Il coerede tenuto a restituire alla massa i frutti di immobili ereditari da esso goduti non deve anche corrispondere gli interessi sulle somme relative, in quanto i frutti percetti non sono normalmente idonei, salvo che in caso di tesaurizzazione, a fungere da beni capitali suscettibili, a loro volta, di produrre altri frutti naturali o civili.

(massima n. 4)

La collazione ereditaria, quale che ne sia il fondamento, rappresenta, in entrambe le forme in cui è prevista dalla legge (in natura o per imputazione), un mezzo giuridico preordinato alla formazione della massa ereditaria da dividere, in guisa che, nei reciproci rapporti tra determinati coeredi, siano assicurati, in senso relativo, l'equilibrio e la parità di trattamento, al fine che non venga alterato il rapporto di valore fra le varie quote e sia garantito a ciascuno degli eredi stessi la possibilità di conseguire una quantità di beni proporzionata alla propria quota.
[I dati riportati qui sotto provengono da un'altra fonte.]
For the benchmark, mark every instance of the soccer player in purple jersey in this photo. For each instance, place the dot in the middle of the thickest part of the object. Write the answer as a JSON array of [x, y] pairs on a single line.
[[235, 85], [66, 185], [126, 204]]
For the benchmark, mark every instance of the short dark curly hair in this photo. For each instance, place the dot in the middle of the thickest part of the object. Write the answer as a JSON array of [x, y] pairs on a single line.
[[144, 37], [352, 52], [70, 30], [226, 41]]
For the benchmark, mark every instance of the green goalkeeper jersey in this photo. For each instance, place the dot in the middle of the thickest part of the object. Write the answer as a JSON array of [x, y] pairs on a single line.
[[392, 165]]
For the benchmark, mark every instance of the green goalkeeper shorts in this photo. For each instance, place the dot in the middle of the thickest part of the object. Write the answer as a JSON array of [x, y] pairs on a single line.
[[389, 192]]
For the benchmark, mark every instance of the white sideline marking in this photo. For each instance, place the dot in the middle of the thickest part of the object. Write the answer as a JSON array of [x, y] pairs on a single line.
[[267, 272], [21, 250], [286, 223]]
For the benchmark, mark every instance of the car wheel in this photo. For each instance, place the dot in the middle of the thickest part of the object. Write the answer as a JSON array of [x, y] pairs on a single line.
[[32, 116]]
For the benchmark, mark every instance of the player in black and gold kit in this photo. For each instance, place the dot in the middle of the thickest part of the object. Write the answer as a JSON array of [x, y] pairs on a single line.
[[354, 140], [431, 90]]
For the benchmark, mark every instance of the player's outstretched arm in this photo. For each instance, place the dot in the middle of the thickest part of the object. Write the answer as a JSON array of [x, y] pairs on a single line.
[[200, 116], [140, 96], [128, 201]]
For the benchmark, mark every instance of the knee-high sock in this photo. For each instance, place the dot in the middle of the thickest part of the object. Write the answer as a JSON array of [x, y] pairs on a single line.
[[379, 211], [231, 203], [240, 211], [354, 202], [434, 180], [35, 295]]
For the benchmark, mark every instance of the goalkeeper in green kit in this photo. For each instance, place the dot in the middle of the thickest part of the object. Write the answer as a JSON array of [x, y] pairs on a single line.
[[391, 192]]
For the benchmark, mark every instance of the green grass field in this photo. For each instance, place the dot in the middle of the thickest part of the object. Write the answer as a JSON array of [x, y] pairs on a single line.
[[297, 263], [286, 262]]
La differenza tra i due modi di collazione consiste in ciò che, mentre quella in natura consta di un'unica operazione, che implica un effettivo incremento dei beni in comunione che devono essere divisi, la collazione per imputazione ne postula due, l'addebito del valore dei beni donati, a carico della quota dell'erede donatario, ed il contemporaneo prelevamento di una corrispondente quantità di
beni da parte degli eredi non donatari, cosicché soltanto nella collazione per imputazione, non in quella in natura, i beni rimangono sempre in proprietà del coerede donatario, che li trattiene in virtù della donazione ricevuta e deve versare alla massa solo l'equivalente pecuniario, il che di norma avviene soltanto idealmente.

(massima n. 5)

Nella collazione - per imputazione - di un bene immobile devono essere imputati, insieme col valore di stima del bene al momento dell'apertura della successione, gli interessi legali rapportati a tale valore e decorrenti dall'accennato momento (anziché le rendite dell'immobile nel corrispondente periodo).